Au début de mes études de médecine, le crayon et le papier, comme le stéthoscope et le marteau réflexe, étaient nos compagnons de route vers le savoir médical. Aucune communication n’était totalement instantanée et le recul que conférait le temps mis par le courrier terrestre pour nous relier obligeait à la réflexion, tempérait les propos et autorisait le recul nécessaire pour comprendre ce qui relevait du vrai progrès médical.
Quand je suis entrée de plain-pied dans le monde de la recherche, notre canal d’échanges le plus rapide était l’email dans une relation qui devenait multilatérale lors des conférences scientifiques, avec des débats souvent animés, voire controversés, mais toujours dans le respect des connaissances des uns des autres, et surtout des principes du débat contradictoire : la science se construit à plusieurs, et la construction de la science demande du temps et de l’humilité.
Puis les réseaux sociaux sont apparus. Quelle révolution que les réseaux sociaux comme twitter où en dix secondes et 140 puis 280 caractères on partage avec la communauté scientifique tel papier qui pourrait profondément modifier nos connaissances ou tel résultat de congrès immédiatement applicable à nos malades ! Pour le meilleur, les réseaux sociaux nous ont fait plonger dans le XXIe siècle… et pour le pire, ils nous ont entraînés dans l’ère de la post-vérité, où la crédibilité d’un discours repose moins sur son adéquation aux faits que sur sa correspondance avec les croyances et les pulsions émotives d’une partie de l’opinion publique.
Bien sûr, l’obscurantisme n’a pas attendu l’ère moderne pour réduire au silence nombre de grands scientifiques dont les idées révolutionnaires ne s’accommodaient pas des fausses croyances de l’époque.
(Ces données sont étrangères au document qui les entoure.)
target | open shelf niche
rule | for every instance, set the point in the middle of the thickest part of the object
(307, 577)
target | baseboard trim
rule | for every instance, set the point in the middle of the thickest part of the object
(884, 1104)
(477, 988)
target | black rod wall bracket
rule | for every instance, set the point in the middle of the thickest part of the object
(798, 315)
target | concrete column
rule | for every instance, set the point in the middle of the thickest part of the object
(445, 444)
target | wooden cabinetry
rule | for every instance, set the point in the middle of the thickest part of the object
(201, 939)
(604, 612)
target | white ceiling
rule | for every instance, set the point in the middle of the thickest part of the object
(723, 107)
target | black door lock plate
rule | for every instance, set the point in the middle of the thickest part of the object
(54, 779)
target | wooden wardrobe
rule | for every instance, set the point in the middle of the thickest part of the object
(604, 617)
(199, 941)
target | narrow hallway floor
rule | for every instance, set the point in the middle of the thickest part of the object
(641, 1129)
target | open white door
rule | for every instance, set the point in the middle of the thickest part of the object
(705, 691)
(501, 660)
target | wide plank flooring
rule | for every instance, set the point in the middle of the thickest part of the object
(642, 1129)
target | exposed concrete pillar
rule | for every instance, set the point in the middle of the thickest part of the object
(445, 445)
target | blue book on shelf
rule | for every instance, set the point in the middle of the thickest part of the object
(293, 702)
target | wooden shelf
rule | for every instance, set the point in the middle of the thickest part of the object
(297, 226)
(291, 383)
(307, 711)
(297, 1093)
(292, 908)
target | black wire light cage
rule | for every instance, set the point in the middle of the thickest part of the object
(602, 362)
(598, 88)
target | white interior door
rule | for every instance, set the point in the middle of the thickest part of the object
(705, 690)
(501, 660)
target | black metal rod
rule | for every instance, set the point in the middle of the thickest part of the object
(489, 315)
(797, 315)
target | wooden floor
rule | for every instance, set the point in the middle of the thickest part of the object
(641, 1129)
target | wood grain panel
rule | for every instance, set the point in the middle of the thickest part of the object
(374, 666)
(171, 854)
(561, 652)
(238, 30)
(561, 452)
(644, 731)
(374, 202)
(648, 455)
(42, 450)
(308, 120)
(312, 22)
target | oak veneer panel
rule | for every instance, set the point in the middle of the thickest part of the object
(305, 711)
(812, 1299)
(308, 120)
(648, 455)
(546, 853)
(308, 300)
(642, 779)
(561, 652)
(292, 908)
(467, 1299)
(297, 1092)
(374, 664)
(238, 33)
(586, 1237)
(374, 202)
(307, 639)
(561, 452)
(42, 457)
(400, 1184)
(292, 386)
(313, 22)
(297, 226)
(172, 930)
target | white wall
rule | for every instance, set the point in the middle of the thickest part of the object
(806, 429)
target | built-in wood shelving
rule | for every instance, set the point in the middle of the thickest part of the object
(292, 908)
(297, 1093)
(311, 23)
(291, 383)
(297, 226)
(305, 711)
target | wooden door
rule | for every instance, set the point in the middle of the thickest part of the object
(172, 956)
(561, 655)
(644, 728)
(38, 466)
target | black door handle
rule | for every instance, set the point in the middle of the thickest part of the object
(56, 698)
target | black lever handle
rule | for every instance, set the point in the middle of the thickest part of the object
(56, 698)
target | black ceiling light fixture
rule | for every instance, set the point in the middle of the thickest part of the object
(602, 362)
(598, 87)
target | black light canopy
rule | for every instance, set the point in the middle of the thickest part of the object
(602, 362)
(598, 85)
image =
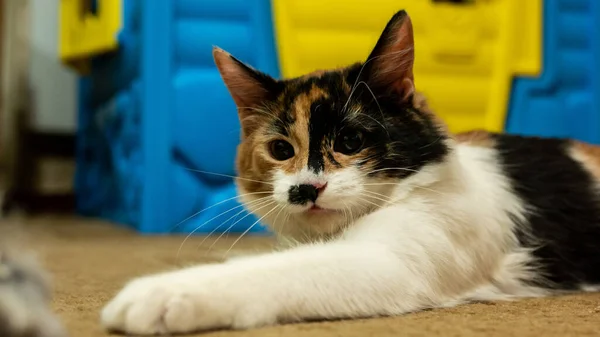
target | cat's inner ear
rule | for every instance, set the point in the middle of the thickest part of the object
(249, 88)
(390, 65)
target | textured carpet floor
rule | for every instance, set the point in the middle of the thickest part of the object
(90, 261)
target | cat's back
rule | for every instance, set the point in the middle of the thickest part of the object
(558, 181)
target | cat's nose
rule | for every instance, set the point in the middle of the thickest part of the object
(301, 194)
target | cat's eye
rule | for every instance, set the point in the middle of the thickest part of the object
(281, 150)
(348, 142)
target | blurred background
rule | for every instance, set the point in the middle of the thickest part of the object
(113, 109)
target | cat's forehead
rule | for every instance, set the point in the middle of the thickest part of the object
(320, 91)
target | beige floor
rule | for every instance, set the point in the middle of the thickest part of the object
(91, 260)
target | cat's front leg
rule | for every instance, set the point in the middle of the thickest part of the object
(333, 280)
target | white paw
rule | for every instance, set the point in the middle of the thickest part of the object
(170, 303)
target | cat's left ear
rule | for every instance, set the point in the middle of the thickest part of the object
(389, 67)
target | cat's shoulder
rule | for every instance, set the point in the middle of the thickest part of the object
(535, 150)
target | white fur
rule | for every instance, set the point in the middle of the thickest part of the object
(444, 236)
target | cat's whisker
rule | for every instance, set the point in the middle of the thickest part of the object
(411, 186)
(224, 222)
(214, 205)
(232, 225)
(377, 198)
(379, 106)
(391, 169)
(380, 195)
(368, 201)
(228, 176)
(213, 218)
(250, 228)
(275, 220)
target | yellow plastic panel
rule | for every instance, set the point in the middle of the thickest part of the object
(84, 34)
(466, 54)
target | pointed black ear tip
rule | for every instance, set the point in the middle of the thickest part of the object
(218, 50)
(400, 16)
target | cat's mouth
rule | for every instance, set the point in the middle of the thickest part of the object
(315, 209)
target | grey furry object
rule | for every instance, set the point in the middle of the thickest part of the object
(24, 293)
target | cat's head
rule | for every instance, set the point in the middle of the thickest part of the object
(324, 148)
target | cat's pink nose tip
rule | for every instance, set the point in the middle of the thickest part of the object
(320, 187)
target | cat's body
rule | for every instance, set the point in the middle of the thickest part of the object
(24, 292)
(392, 214)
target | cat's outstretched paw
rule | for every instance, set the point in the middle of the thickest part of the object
(166, 304)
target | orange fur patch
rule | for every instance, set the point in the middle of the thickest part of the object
(589, 156)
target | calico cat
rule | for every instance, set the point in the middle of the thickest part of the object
(392, 213)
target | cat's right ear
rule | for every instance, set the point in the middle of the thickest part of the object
(389, 67)
(248, 87)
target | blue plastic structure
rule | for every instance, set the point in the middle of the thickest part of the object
(156, 112)
(565, 100)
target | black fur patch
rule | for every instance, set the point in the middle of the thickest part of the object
(399, 138)
(564, 211)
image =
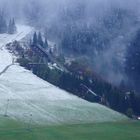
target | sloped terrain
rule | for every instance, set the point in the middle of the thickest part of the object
(24, 96)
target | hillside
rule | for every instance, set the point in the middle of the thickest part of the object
(23, 94)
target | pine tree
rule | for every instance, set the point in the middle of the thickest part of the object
(3, 24)
(46, 43)
(40, 40)
(35, 39)
(133, 62)
(12, 27)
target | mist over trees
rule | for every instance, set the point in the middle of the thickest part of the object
(101, 30)
(5, 27)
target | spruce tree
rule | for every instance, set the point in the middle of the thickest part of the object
(12, 27)
(35, 39)
(3, 24)
(46, 43)
(40, 40)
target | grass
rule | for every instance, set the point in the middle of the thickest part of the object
(11, 130)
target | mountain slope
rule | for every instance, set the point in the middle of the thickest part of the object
(23, 94)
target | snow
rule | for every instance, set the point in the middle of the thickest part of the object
(27, 94)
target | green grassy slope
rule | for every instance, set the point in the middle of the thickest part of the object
(11, 130)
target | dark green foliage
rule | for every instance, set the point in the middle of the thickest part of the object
(40, 40)
(3, 24)
(12, 27)
(133, 62)
(35, 38)
(46, 43)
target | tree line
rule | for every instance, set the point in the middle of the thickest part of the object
(7, 27)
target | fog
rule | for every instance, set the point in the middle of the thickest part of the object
(45, 13)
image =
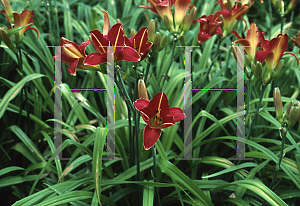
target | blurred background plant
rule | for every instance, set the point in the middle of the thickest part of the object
(28, 177)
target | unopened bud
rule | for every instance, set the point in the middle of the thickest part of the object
(151, 30)
(247, 60)
(168, 24)
(132, 33)
(6, 39)
(119, 21)
(188, 20)
(230, 3)
(163, 42)
(277, 70)
(8, 10)
(258, 71)
(298, 104)
(278, 104)
(287, 113)
(156, 43)
(294, 113)
(291, 6)
(142, 90)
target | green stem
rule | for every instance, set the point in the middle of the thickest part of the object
(137, 131)
(271, 18)
(214, 59)
(257, 109)
(155, 174)
(283, 135)
(147, 69)
(172, 59)
(282, 22)
(249, 94)
(125, 93)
Et le complotisme n’a pas attendu l’ère des réseaux sociaux pour prospérer aux dépens des angoisses des citoyens. Mais les réseaux sociaux, par la caisse de résonance mondiale qu’ils peuvent donner en une fraction de seconde aux thèses les plus farfelues et souvent rendues plausibles par un savant maquillage de la réalité, jouent un rôle majeur dans la diffusion des fausses informations médicales.
66 millions de covidologues !
L’anonymat qui y sert de base à la plupart des échanges a beaucoup contribué au sentiment d’impunité ressenti par certains utilisateurs peu scrupuleux, tandis que la griserie procurée par l’inversion de la norme a aboli la distance entre scientifiques et citoyens lambda (« 66 millions de covidologues »). Et là on ne parle même pas du harcèlement organisé dont le but est de faire taire les voix de raison et tempérance pour qu’au-dessus du brouhaha n’émergent que les voix de stentor des egos hypertrophiés (qui curieusement sont toujours celles qui propagent la haine, la stigmatisation et la division).
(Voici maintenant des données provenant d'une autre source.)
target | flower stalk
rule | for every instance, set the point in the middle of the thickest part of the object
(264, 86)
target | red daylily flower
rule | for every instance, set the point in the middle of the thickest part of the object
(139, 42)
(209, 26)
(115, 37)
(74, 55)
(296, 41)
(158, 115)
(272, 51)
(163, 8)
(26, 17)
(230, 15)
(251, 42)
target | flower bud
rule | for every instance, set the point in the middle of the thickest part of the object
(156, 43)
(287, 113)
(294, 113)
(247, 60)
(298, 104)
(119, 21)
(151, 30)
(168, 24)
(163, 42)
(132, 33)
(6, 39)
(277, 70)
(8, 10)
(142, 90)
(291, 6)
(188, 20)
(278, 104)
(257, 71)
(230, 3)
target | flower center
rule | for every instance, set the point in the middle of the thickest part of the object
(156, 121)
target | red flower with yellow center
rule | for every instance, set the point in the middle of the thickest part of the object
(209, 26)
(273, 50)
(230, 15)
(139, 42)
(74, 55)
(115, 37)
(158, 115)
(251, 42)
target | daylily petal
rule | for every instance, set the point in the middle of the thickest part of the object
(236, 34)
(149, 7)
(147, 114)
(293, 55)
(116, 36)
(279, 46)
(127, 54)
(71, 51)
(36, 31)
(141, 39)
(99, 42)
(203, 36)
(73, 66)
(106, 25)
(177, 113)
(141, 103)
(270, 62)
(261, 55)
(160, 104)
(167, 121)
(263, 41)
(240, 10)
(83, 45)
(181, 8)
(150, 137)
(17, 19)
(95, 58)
Les chercheurs y gardent-ils donc une place ? Nous serions évidemment tentés de nous réfugier sur nos réseaux privés, nos plateformes virtuelles ou nos conférences présentielles. Pourtant c’est dans l’agora, espace public cher à Platon que Socrate questionnait la société qui l’entourait et y recevait la contradiction.
Non, les scientifiques ne doivent pas s’exclure de cette agora devenue virtuelle. À nous de faire en sorte que les réseaux sociaux deviennent une nouvelle agora, avec des règles : interroger les raisons d’y maintenir l’anonymat, systématiser les peines (dont l’exclusion) pour les propos pénalement condamnables, éduquer à leur utilisation, et apprendre à chacun (incluant soi-même !) à prendre du recul et faire preuve d’esprit critique quant à ce que l’on y cherche et ce que l’on y trouve.